Pick sat in the shade of the truck and I joined him. “This is the life,” he said. “This is what I live for, the thrill of digging into the past, the anticipation of what might be found, and every day something new and wonderful.”
“I went to Bozeman one time,” I said, “and stopped in at the Museum of the Rockies. They have a couple of Triceratops skeletons there as I recall. What good does it do to dig up another one?”
Pick looked shocked at my question. “What good does it do to read another book if you’ve already read a couple?” he demanded. “We’re dealing with more than sixty-five million years, Mike. Those Trikes in Bozeman may have been separated by a thousand generations and evolutionary pressures may have changed their design a great deal. We learn something new with not only every skeleton but every bone if only we care to look.

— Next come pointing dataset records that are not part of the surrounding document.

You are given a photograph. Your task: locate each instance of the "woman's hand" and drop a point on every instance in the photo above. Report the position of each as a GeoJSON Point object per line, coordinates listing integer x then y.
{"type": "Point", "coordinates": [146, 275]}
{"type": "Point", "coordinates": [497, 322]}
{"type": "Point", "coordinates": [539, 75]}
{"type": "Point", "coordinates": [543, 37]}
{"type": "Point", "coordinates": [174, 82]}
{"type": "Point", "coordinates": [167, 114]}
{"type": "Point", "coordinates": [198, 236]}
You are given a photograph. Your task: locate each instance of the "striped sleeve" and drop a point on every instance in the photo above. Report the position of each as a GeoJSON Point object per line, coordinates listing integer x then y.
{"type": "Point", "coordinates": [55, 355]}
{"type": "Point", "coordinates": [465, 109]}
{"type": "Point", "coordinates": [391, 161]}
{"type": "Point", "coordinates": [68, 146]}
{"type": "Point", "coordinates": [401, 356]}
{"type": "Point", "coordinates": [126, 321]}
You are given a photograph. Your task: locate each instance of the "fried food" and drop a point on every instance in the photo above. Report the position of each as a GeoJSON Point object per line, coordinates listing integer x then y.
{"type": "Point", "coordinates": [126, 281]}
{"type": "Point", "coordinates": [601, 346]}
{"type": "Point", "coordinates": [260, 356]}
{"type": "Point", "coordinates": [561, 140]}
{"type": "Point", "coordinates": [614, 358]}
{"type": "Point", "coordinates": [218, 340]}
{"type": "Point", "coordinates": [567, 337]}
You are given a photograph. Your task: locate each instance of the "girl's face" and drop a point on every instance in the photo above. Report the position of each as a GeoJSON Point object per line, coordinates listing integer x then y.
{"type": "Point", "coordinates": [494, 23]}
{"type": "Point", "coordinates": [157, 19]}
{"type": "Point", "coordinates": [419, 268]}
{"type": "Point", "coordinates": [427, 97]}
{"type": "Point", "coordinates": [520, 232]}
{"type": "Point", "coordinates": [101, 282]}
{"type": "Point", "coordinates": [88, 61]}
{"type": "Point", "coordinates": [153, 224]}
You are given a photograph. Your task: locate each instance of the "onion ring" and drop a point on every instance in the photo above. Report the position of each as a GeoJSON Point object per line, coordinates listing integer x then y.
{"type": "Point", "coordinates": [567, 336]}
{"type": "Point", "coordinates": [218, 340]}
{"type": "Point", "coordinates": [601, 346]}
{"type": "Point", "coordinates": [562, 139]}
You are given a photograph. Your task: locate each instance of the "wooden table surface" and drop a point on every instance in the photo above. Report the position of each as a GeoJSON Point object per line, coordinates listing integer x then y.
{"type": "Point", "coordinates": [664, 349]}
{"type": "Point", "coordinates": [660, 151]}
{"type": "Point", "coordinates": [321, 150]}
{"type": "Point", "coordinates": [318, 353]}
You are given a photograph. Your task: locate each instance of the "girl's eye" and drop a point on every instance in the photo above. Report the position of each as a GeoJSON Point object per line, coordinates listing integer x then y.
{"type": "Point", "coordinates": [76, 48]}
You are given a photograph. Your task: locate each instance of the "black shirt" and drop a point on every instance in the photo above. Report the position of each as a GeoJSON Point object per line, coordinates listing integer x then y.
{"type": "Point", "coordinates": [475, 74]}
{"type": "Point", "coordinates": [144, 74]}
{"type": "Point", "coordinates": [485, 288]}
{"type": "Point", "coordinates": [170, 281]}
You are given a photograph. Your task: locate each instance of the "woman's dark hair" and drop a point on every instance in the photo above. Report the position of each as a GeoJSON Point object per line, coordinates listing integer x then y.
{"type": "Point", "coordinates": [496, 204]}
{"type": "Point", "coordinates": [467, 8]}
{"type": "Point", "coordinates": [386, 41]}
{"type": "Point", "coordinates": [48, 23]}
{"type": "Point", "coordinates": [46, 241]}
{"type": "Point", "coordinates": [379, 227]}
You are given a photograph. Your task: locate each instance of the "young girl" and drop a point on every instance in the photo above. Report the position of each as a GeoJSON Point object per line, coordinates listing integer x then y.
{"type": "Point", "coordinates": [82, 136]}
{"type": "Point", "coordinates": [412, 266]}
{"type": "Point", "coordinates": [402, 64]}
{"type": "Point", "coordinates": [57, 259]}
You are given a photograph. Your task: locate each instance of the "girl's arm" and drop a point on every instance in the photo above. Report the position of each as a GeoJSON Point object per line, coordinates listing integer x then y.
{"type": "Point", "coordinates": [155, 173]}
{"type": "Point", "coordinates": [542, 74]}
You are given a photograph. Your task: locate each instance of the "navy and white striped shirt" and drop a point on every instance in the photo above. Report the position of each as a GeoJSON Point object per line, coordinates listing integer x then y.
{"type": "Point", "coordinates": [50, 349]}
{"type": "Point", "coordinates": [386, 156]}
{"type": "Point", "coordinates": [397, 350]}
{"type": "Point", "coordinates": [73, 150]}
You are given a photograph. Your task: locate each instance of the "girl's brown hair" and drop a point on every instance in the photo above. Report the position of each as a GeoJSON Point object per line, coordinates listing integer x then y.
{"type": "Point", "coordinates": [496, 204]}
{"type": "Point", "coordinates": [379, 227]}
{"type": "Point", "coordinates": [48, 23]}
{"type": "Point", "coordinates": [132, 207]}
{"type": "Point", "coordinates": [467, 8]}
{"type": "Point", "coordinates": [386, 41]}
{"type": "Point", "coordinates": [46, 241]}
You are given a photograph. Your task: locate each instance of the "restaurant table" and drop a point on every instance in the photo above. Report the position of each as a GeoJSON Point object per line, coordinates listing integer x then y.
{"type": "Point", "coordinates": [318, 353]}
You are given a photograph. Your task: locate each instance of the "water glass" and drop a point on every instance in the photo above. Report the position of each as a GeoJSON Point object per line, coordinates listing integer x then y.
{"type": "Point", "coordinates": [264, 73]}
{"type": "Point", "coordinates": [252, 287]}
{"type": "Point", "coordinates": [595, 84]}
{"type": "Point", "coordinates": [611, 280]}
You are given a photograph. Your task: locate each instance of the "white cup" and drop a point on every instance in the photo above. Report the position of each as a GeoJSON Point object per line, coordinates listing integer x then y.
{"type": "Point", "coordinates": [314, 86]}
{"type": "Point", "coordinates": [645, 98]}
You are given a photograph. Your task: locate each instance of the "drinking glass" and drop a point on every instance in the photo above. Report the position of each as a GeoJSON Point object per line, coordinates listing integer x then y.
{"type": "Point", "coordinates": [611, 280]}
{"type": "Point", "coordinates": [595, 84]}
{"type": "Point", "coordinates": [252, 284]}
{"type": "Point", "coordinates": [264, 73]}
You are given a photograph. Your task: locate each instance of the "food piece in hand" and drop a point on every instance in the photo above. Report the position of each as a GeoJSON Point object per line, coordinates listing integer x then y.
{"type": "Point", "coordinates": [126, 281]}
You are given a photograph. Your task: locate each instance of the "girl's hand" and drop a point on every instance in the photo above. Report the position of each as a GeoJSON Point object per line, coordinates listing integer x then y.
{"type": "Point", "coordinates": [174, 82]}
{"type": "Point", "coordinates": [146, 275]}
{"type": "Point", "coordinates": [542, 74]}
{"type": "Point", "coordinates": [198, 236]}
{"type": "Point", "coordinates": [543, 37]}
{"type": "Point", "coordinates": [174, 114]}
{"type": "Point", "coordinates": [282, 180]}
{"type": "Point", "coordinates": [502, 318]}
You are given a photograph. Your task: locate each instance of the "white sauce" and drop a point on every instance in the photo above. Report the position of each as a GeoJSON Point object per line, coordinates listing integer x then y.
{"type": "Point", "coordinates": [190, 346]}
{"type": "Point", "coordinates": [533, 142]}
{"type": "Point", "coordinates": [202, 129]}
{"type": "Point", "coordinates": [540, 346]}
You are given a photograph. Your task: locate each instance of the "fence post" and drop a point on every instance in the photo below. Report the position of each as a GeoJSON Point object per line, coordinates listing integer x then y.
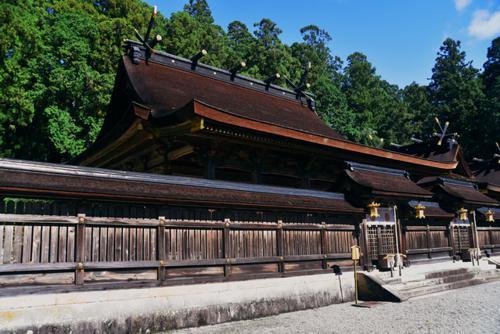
{"type": "Point", "coordinates": [161, 249]}
{"type": "Point", "coordinates": [225, 248]}
{"type": "Point", "coordinates": [80, 250]}
{"type": "Point", "coordinates": [279, 246]}
{"type": "Point", "coordinates": [324, 263]}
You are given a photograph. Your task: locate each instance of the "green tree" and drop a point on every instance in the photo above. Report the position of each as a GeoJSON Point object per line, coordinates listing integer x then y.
{"type": "Point", "coordinates": [57, 70]}
{"type": "Point", "coordinates": [456, 96]}
{"type": "Point", "coordinates": [270, 54]}
{"type": "Point", "coordinates": [200, 10]}
{"type": "Point", "coordinates": [491, 82]}
{"type": "Point", "coordinates": [189, 32]}
{"type": "Point", "coordinates": [416, 100]}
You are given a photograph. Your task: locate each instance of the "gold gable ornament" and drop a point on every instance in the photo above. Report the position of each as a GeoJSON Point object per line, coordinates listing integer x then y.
{"type": "Point", "coordinates": [374, 210]}
{"type": "Point", "coordinates": [420, 211]}
{"type": "Point", "coordinates": [489, 216]}
{"type": "Point", "coordinates": [462, 214]}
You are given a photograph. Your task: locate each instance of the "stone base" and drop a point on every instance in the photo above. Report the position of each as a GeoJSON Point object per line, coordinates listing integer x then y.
{"type": "Point", "coordinates": [165, 308]}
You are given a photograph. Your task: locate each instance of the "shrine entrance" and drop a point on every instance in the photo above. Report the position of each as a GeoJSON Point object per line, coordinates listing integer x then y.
{"type": "Point", "coordinates": [381, 239]}
{"type": "Point", "coordinates": [461, 240]}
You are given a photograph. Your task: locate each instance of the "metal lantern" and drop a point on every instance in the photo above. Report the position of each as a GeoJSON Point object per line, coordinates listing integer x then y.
{"type": "Point", "coordinates": [489, 216]}
{"type": "Point", "coordinates": [462, 214]}
{"type": "Point", "coordinates": [374, 210]}
{"type": "Point", "coordinates": [420, 211]}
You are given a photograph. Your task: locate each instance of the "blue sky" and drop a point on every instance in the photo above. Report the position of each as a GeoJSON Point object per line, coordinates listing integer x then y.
{"type": "Point", "coordinates": [400, 37]}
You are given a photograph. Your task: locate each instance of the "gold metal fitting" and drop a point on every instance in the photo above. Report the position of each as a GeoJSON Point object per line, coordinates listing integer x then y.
{"type": "Point", "coordinates": [489, 216]}
{"type": "Point", "coordinates": [462, 214]}
{"type": "Point", "coordinates": [420, 211]}
{"type": "Point", "coordinates": [373, 206]}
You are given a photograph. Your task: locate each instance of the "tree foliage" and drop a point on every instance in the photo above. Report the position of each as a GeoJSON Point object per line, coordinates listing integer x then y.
{"type": "Point", "coordinates": [58, 60]}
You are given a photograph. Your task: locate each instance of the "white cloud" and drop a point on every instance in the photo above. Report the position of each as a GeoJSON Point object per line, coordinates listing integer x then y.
{"type": "Point", "coordinates": [485, 24]}
{"type": "Point", "coordinates": [461, 4]}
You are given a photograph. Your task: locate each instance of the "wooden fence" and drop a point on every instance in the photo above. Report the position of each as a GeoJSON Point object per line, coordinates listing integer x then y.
{"type": "Point", "coordinates": [82, 249]}
{"type": "Point", "coordinates": [422, 243]}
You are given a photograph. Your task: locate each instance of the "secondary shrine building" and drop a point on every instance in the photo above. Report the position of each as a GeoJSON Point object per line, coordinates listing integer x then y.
{"type": "Point", "coordinates": [202, 174]}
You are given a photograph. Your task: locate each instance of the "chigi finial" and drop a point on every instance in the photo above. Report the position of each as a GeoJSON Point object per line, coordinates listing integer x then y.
{"type": "Point", "coordinates": [272, 78]}
{"type": "Point", "coordinates": [241, 65]}
{"type": "Point", "coordinates": [146, 42]}
{"type": "Point", "coordinates": [197, 57]}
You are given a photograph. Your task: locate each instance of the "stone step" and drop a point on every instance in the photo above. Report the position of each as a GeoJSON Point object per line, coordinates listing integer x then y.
{"type": "Point", "coordinates": [392, 280]}
{"type": "Point", "coordinates": [443, 273]}
{"type": "Point", "coordinates": [408, 285]}
{"type": "Point", "coordinates": [490, 275]}
{"type": "Point", "coordinates": [440, 288]}
{"type": "Point", "coordinates": [494, 262]}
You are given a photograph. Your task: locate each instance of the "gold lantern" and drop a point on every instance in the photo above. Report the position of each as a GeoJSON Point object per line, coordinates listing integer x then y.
{"type": "Point", "coordinates": [373, 210]}
{"type": "Point", "coordinates": [489, 216]}
{"type": "Point", "coordinates": [419, 211]}
{"type": "Point", "coordinates": [462, 214]}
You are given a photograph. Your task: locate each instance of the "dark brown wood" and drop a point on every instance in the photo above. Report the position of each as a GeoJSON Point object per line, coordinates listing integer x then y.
{"type": "Point", "coordinates": [161, 249]}
{"type": "Point", "coordinates": [323, 246]}
{"type": "Point", "coordinates": [80, 250]}
{"type": "Point", "coordinates": [280, 246]}
{"type": "Point", "coordinates": [225, 251]}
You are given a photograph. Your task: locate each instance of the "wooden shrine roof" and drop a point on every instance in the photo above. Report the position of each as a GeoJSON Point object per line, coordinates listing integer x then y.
{"type": "Point", "coordinates": [54, 180]}
{"type": "Point", "coordinates": [496, 212]}
{"type": "Point", "coordinates": [385, 182]}
{"type": "Point", "coordinates": [432, 209]}
{"type": "Point", "coordinates": [487, 173]}
{"type": "Point", "coordinates": [448, 151]}
{"type": "Point", "coordinates": [166, 89]}
{"type": "Point", "coordinates": [462, 191]}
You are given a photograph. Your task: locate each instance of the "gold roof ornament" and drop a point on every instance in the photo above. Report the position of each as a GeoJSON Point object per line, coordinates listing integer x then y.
{"type": "Point", "coordinates": [462, 214]}
{"type": "Point", "coordinates": [420, 211]}
{"type": "Point", "coordinates": [373, 206]}
{"type": "Point", "coordinates": [489, 216]}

I’m one of the few paleontologists who really, truly looks at every detail of every bone. A lot of them just go for the big picture but not me. I hold the bone and study it until I know the animal. It talks to me. Sometimes, it even comes to me in my sleep, tells me of its life and its death.”
I didn’t know what to say to that, which to tell the truth sounded genuinely squirrelly, so we sat quietly for a while until he said, “This big old Trike. I think it was a bull. That means it was a defender of the herd and fought all its life against predators. There are growths on his bones that indicate battle scars.”